More headlines about Netanyahu’s speech on Sunday. “Noam Shalit gives Carter a letter for son” is probably just a way of reminding everyone that Israeli soldier Gilad Shalit was kidnapped in Gaza. “Israel better at security issues than US” is a funny headline about a funny subject: comparing the numbers killed in Iraq and Afghanistan to those killed in Israel and Palestine, the numbers of minorities incarcerated in the US to those incarcerated in Israel, and the better life expectancies in Israel to those in the US, Egypt and Syria. If one is digging for the point of this article, it is probably to say to the US, “you have no business telling us how to treat people, because our record is superior to yours.” In other words, we will keep building settlements in the West Bank whether you like it or not.
And then we come to a thoughtful, relatively balanced article: the op-ed. I am used to Canadian and American newspapers, where the bias is most visible in the op-eds and editorials because they come right out and state their affiliations and beliefs. The articles feel more balanced. However, this feeling may come from my having been socialised by North American news media and not Israeli or Arab. It is possible that those socialised by the kind of reading I am doing this week find the language normal and balanced; and it is the differences that enable me to see bias more clearly.

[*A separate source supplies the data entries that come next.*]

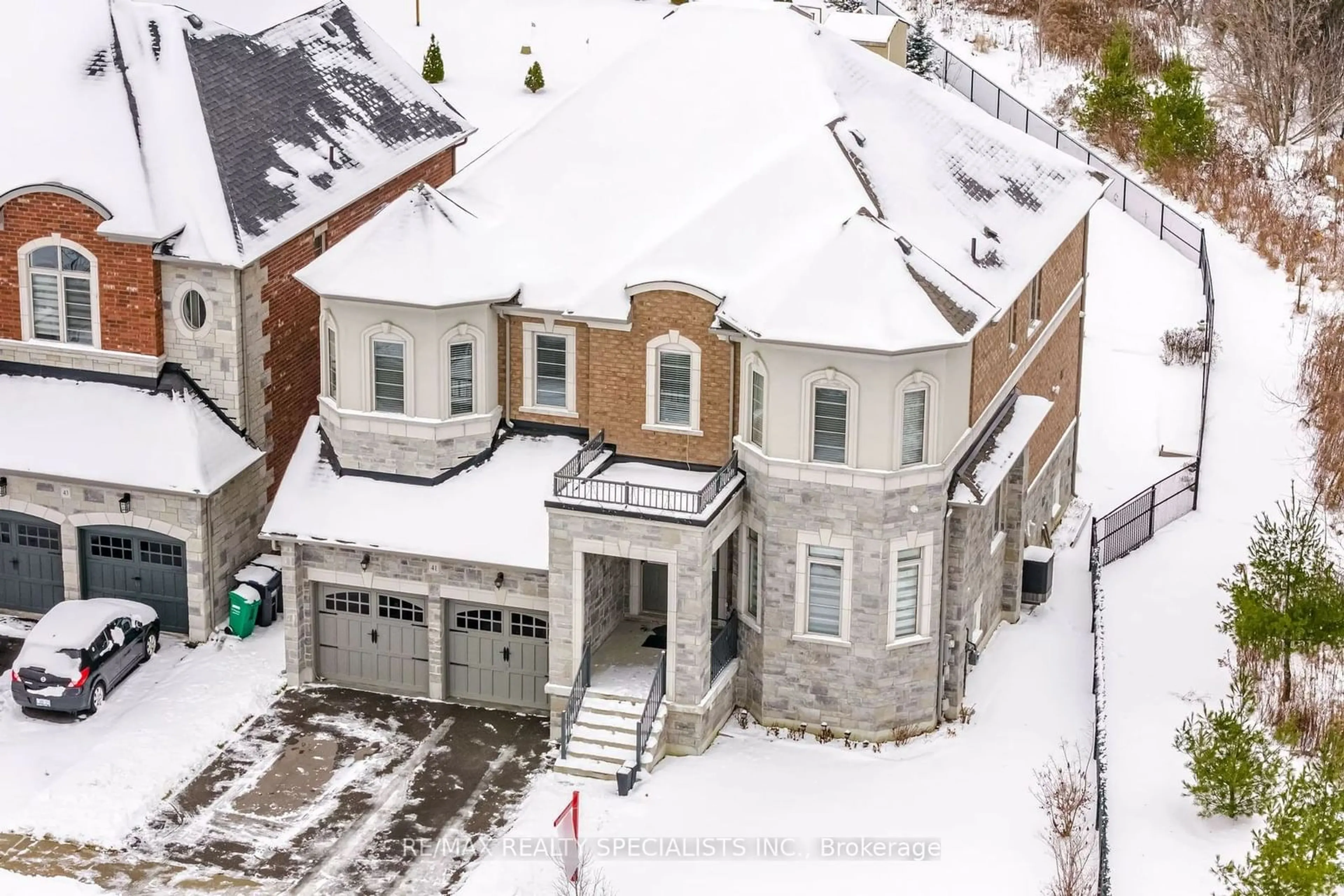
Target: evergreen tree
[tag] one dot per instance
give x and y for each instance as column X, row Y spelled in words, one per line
column 534, row 81
column 1300, row 852
column 1115, row 100
column 1179, row 128
column 1285, row 598
column 920, row 50
column 1234, row 765
column 433, row 68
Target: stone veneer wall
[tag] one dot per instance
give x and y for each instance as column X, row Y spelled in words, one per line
column 607, row 595
column 863, row 686
column 436, row 581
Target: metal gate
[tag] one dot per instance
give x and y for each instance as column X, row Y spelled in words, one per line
column 373, row 640
column 31, row 578
column 496, row 655
column 136, row 565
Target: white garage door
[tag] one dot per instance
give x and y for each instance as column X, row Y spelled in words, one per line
column 496, row 655
column 373, row 640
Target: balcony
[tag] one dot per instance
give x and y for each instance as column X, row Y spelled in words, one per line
column 597, row 479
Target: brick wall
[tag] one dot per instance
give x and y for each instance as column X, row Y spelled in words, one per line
column 128, row 278
column 289, row 318
column 992, row 358
column 611, row 368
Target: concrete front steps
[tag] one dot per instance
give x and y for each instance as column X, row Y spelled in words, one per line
column 604, row 737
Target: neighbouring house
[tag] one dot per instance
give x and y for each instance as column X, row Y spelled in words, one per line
column 741, row 383
column 162, row 178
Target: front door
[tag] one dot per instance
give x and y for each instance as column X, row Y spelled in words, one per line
column 31, row 579
column 654, row 589
column 496, row 655
column 373, row 640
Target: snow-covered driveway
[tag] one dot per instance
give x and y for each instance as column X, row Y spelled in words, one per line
column 94, row 781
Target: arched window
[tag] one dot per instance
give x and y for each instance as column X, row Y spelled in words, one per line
column 672, row 383
column 61, row 280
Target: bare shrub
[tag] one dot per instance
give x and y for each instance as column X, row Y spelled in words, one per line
column 1064, row 792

Today’s op-ed is called “Peace vs. Reality”. Allow me to represent the opening passage. “Palestinian and Israeli youth gather on a soccer field for a friendly match as part of a sports peace program. Two steps forward. IDF soldiers kill Palestinian civilians in the war in Gaza. Two steps back. Bereaved Israeli and Palestinian parents meet each other to share their pain and promote peace and reconciliation. Two steps forward. Hamas launches dozens of rockets daily on the South, killing and terrorizing civilians. Two steps back.

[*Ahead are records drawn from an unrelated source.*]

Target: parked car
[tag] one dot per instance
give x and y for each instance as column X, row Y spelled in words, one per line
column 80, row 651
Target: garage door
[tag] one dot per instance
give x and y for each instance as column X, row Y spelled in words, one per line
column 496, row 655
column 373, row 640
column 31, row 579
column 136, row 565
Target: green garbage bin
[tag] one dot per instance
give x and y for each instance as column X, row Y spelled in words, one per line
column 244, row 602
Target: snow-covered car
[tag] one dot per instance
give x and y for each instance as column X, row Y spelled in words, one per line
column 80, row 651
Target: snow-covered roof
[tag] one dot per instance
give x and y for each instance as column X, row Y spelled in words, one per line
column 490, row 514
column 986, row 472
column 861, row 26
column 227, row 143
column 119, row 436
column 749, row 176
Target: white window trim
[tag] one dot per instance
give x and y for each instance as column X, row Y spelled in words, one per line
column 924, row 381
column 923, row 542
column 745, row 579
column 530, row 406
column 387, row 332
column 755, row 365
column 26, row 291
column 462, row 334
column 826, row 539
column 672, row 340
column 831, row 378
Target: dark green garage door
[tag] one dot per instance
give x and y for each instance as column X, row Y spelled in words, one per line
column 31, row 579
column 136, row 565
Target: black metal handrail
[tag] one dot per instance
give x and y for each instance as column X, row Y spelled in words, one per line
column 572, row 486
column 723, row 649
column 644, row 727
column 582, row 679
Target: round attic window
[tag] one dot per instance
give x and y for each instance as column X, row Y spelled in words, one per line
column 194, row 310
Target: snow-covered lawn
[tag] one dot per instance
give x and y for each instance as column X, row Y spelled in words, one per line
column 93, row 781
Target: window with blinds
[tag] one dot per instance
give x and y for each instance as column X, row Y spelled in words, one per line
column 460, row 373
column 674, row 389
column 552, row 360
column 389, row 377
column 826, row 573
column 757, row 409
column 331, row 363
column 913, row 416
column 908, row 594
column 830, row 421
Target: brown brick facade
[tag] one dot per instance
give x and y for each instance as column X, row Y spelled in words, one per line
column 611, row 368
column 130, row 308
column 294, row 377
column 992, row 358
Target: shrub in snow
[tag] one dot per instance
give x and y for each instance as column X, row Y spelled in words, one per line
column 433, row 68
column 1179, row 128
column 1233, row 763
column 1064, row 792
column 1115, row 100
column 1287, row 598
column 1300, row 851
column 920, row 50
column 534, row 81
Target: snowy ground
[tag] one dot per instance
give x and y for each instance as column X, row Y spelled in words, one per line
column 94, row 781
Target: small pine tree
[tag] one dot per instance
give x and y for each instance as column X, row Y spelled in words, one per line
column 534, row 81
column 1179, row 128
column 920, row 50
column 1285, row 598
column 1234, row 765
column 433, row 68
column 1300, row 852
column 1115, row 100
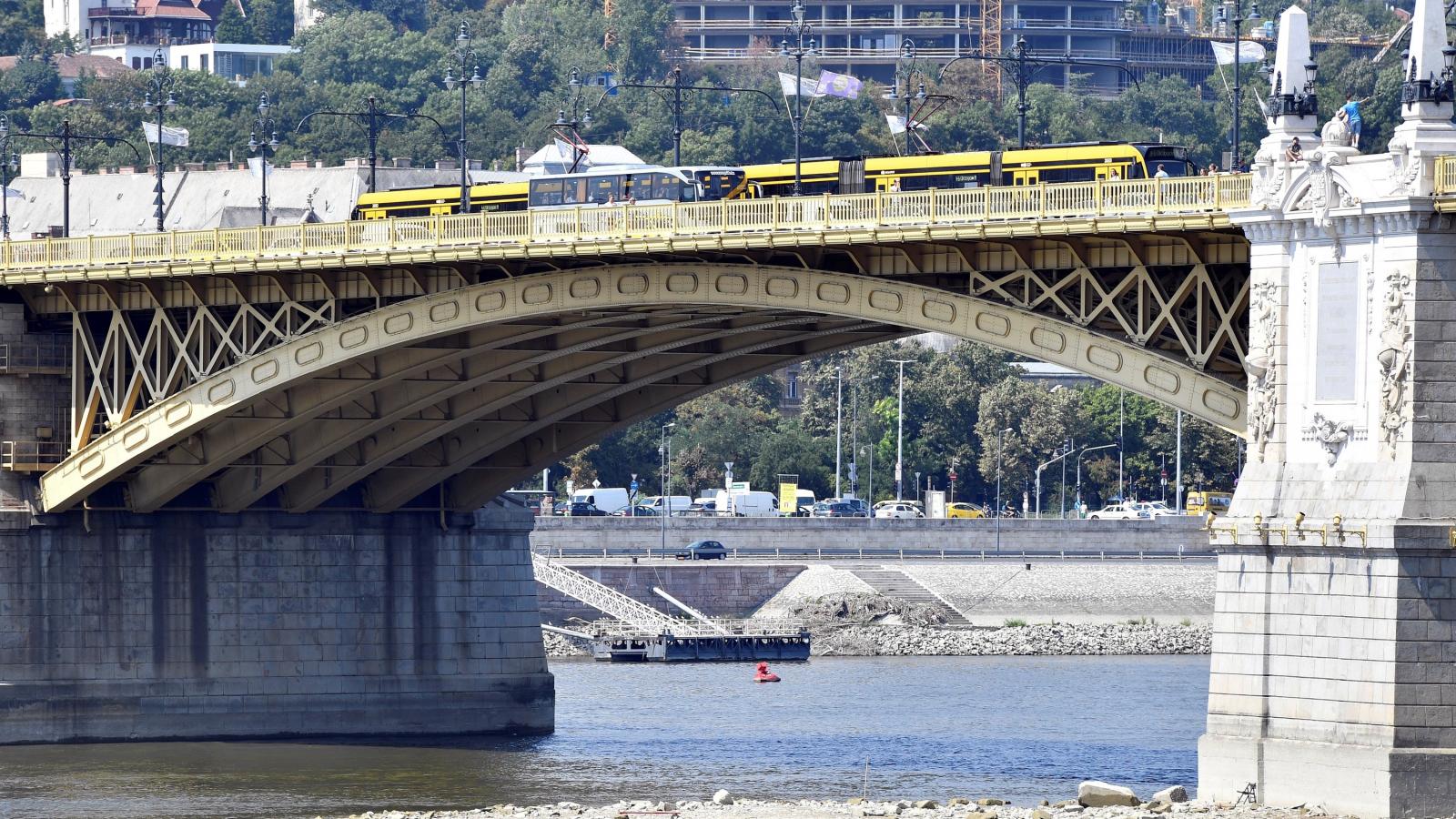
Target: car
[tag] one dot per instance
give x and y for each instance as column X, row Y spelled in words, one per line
column 1157, row 509
column 897, row 509
column 965, row 511
column 703, row 550
column 1120, row 511
column 640, row 511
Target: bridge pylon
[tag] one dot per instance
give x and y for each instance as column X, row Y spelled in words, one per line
column 1332, row 678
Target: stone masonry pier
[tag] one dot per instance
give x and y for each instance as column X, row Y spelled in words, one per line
column 194, row 625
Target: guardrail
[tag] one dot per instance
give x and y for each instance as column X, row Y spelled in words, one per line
column 612, row 225
column 561, row 552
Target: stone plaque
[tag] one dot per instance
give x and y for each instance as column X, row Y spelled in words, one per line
column 1337, row 329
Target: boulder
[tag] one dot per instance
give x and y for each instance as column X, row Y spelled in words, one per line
column 1176, row 793
column 1094, row 793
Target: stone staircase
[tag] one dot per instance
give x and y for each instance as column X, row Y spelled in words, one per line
column 895, row 583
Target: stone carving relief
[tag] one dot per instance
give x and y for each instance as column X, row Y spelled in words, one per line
column 1394, row 359
column 1261, row 366
column 1331, row 435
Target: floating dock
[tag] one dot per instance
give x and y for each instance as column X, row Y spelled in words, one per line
column 641, row 632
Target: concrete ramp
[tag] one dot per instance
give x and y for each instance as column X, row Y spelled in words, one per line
column 895, row 583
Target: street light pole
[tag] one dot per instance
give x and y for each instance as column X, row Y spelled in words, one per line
column 463, row 57
column 262, row 127
column 162, row 80
column 839, row 419
column 798, row 51
column 1001, row 440
column 900, row 430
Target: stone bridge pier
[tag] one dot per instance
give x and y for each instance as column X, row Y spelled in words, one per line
column 198, row 624
column 1334, row 663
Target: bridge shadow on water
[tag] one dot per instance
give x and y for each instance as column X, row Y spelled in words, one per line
column 1014, row 727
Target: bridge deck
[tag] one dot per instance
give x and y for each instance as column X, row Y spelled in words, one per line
column 976, row 213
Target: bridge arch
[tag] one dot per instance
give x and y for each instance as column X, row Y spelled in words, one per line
column 468, row 389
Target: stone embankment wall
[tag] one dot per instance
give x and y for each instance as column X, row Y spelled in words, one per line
column 804, row 533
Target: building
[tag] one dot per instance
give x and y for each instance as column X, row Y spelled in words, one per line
column 182, row 31
column 75, row 66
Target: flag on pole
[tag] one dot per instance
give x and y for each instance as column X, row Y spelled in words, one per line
column 803, row 85
column 1249, row 53
column 897, row 124
column 837, row 85
column 169, row 135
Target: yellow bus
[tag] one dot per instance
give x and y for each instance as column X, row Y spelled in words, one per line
column 1201, row 503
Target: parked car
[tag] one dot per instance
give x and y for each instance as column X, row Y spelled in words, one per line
column 1120, row 511
column 965, row 511
column 703, row 550
column 897, row 509
column 584, row 511
column 640, row 511
column 1157, row 509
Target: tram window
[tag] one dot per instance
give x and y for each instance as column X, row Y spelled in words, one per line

“However many steps forward the grassroots peace process takes, the harsh winds of reality, fanned by the political leadership on both sides, send peace spiraling backward.”
At multiple levels, attempts at peace are being made. It is not just the governments that are talking. This piece discusses an argument that broke out among Israeli and Palestinian teenagers at a meeting arranged by the Peres Center for Peace. It then describes a documentary of the uphill battle Palestinian and Israeli peace activists face. The article makes little use of numbers and instead shows the humanity, the legitimate grievances, the bad choices, and the killing on both sides of the conflict. This editorial is my favourite of anything I have read so far this week. I will stop for today in order to preserve the hope with which it was written.